Another event of this lack of representation is central to the play. It is the impending suicide of Elesin Oba due to a native custom. Pilkings’ obsessive paternalism leads to him interfering in the matter despite warnings by others that he won’t be able to stop the custom and that he shouldn’t. He is the saviour, however, and he wants the people to know that he knows better for them than their pagan cultures do and thus he cannot let anyone take their life on his watch. He does not understand the complexities that involve such a custom; doesn’t see how revered Elesin Oba is by his people which was shown in the first scene. Instead, he proudly reminisces about the time he interfered with Olunda, Elesin Oba’s son and how he ‘literally had to help the boy escape from close confinement and load him onto the next boat’. The imagery of entrapment and release renders Olunda and his father passive and projects Pilkings superior conception of freedom onto their relationship. While Olunda is grateful for the opportunity he is given to study medicine in England, by the end we see that when it comes to assuming his assimilation into the white culture, Pilkings was again proven wrong and assumed that he would disregard his native identity altogether for a greater, white one. Although Pilkings arrests Elesin Oba and confines him in order to ‘protect’ him which brings the chief shame that nothing in his life can now undo, both the father and son take their life at the end which proves that Pilkings paternalism was misunderstood and off grounded. However, for the natives, it led to an unnecessary death, a death that they could not respect or celebrate because it wasn’t just Elesin Oba who died but also Olunda.

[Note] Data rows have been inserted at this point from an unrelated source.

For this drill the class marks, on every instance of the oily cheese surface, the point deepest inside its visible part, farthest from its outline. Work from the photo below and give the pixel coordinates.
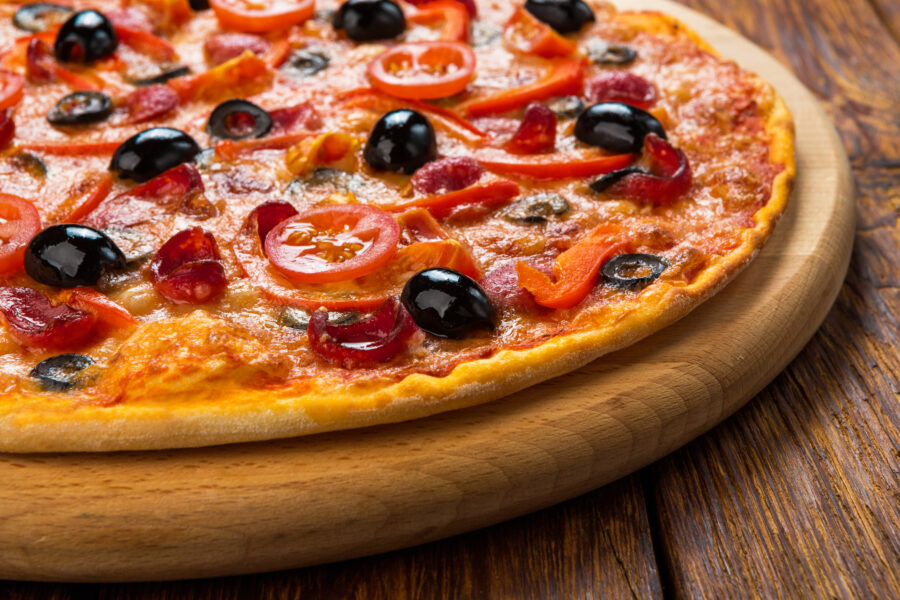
(211, 393)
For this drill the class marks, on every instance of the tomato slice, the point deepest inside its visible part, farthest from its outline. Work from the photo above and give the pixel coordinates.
(11, 86)
(333, 243)
(19, 222)
(423, 70)
(257, 16)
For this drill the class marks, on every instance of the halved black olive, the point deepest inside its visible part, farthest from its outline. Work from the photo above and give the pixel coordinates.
(401, 141)
(566, 107)
(238, 120)
(565, 16)
(446, 303)
(85, 37)
(60, 373)
(147, 154)
(632, 271)
(370, 20)
(81, 108)
(304, 63)
(537, 208)
(163, 77)
(40, 16)
(71, 256)
(616, 127)
(604, 53)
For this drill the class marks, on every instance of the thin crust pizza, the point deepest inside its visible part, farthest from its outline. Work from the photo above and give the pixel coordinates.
(233, 221)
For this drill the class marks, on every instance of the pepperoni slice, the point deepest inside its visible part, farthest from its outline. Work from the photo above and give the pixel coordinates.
(33, 321)
(188, 268)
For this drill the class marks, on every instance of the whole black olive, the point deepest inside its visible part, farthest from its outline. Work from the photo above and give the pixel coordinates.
(616, 127)
(39, 16)
(152, 151)
(370, 20)
(565, 16)
(85, 37)
(401, 141)
(60, 373)
(71, 256)
(631, 271)
(304, 63)
(446, 303)
(238, 120)
(80, 108)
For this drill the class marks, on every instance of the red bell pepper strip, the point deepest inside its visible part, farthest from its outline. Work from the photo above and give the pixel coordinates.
(575, 270)
(564, 77)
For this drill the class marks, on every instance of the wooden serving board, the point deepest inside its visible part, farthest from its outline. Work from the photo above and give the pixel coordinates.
(275, 505)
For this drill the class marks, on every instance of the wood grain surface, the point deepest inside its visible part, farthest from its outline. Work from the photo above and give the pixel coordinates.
(796, 495)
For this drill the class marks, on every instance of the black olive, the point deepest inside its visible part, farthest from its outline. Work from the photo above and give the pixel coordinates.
(446, 303)
(71, 256)
(238, 120)
(60, 373)
(537, 208)
(616, 127)
(81, 108)
(631, 271)
(304, 63)
(370, 20)
(163, 77)
(605, 53)
(152, 151)
(565, 16)
(566, 107)
(85, 37)
(401, 141)
(40, 16)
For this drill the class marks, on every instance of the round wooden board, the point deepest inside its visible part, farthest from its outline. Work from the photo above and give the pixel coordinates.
(275, 505)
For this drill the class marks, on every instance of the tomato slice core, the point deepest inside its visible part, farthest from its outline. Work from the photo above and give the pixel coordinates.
(423, 70)
(333, 243)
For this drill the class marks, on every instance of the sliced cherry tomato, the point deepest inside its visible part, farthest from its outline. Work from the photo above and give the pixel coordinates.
(106, 310)
(423, 70)
(11, 86)
(564, 77)
(19, 222)
(575, 270)
(525, 33)
(35, 322)
(556, 165)
(333, 243)
(450, 14)
(256, 16)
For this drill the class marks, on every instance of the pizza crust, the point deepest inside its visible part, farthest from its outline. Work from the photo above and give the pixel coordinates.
(237, 415)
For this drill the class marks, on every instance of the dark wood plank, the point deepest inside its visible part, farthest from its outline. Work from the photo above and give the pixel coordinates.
(799, 493)
(595, 546)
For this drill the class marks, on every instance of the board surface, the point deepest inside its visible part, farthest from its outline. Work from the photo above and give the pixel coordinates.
(274, 505)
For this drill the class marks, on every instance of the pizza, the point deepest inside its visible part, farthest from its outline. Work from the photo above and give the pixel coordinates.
(232, 221)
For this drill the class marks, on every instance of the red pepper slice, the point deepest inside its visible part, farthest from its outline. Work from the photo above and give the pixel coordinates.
(34, 322)
(564, 77)
(575, 270)
(377, 338)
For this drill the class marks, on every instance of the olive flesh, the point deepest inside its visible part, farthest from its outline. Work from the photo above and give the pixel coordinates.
(60, 373)
(401, 141)
(39, 16)
(446, 303)
(616, 127)
(85, 37)
(71, 256)
(80, 108)
(632, 271)
(370, 20)
(151, 152)
(565, 16)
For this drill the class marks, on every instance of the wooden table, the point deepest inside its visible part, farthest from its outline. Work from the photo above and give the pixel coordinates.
(798, 494)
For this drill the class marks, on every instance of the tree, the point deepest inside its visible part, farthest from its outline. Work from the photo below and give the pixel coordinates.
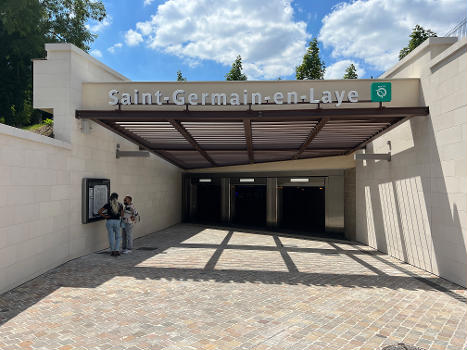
(180, 76)
(351, 72)
(25, 26)
(236, 70)
(312, 66)
(418, 36)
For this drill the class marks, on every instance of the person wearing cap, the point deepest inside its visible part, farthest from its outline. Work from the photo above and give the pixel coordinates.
(130, 217)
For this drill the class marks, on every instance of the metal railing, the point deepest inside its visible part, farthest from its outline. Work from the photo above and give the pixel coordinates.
(460, 30)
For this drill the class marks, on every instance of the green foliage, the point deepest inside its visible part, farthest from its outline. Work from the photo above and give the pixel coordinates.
(351, 72)
(312, 66)
(49, 122)
(418, 36)
(236, 70)
(180, 76)
(25, 26)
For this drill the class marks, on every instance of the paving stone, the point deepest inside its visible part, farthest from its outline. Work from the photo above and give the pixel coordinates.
(213, 288)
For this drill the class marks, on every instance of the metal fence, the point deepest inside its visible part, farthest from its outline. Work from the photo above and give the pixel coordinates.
(460, 30)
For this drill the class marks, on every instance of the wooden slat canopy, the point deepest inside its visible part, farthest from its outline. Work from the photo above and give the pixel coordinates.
(199, 139)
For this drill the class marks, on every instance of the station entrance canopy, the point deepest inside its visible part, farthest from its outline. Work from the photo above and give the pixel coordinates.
(205, 124)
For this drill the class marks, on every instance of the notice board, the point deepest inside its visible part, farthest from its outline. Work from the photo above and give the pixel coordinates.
(96, 194)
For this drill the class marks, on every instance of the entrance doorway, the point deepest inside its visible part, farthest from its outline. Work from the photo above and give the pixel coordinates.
(208, 203)
(249, 205)
(303, 208)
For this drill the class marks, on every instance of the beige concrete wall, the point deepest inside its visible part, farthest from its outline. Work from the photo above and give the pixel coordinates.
(40, 178)
(414, 207)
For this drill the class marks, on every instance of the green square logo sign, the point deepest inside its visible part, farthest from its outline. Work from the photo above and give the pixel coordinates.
(380, 92)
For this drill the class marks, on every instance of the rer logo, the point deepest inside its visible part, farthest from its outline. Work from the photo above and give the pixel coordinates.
(380, 92)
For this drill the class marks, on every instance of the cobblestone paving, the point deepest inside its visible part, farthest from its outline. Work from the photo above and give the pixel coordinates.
(206, 288)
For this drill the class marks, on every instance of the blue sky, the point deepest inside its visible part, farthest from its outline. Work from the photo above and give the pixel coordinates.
(150, 40)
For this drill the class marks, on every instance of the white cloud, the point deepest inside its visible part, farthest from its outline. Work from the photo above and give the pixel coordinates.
(114, 47)
(376, 30)
(337, 70)
(133, 38)
(264, 33)
(99, 26)
(96, 53)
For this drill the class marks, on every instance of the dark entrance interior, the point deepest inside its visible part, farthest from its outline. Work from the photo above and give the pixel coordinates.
(303, 208)
(249, 205)
(208, 203)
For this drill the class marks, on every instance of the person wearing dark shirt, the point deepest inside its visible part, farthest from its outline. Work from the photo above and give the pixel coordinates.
(113, 212)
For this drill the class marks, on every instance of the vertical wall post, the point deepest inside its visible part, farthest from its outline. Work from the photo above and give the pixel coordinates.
(271, 202)
(225, 200)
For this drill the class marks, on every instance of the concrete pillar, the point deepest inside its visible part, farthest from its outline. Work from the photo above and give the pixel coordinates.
(225, 200)
(271, 202)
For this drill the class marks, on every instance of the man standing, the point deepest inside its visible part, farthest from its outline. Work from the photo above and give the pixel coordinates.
(130, 215)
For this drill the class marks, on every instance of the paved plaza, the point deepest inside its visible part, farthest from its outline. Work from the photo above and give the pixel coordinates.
(220, 288)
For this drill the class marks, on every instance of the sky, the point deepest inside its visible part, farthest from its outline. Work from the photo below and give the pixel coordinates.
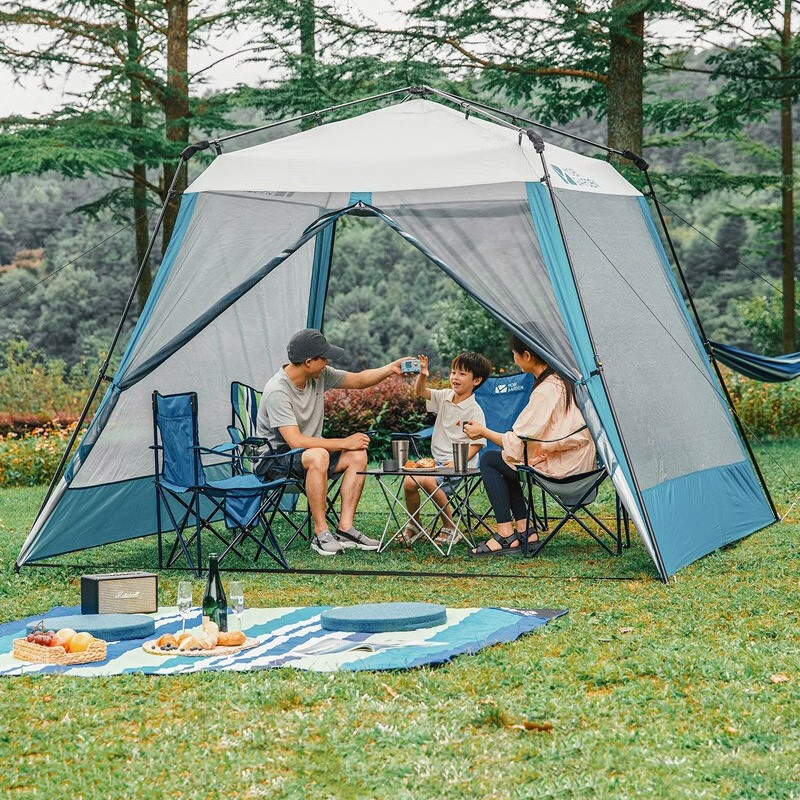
(28, 96)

Death and the King’s Horseman is a poignant example of a scenario in the colonies where the natives were not given a chance to celebrate their own identity and instead, in the name of protections and a better vision of life, they were made to do things alien to them. It also represents that there were natives who did try to integrate themselves into the white culture but how their remained things that were central to their identity which the white man tried hard to eliminate to no avail. In the end, it is an example of their superior yet misguided projections onto their colonies of the global south.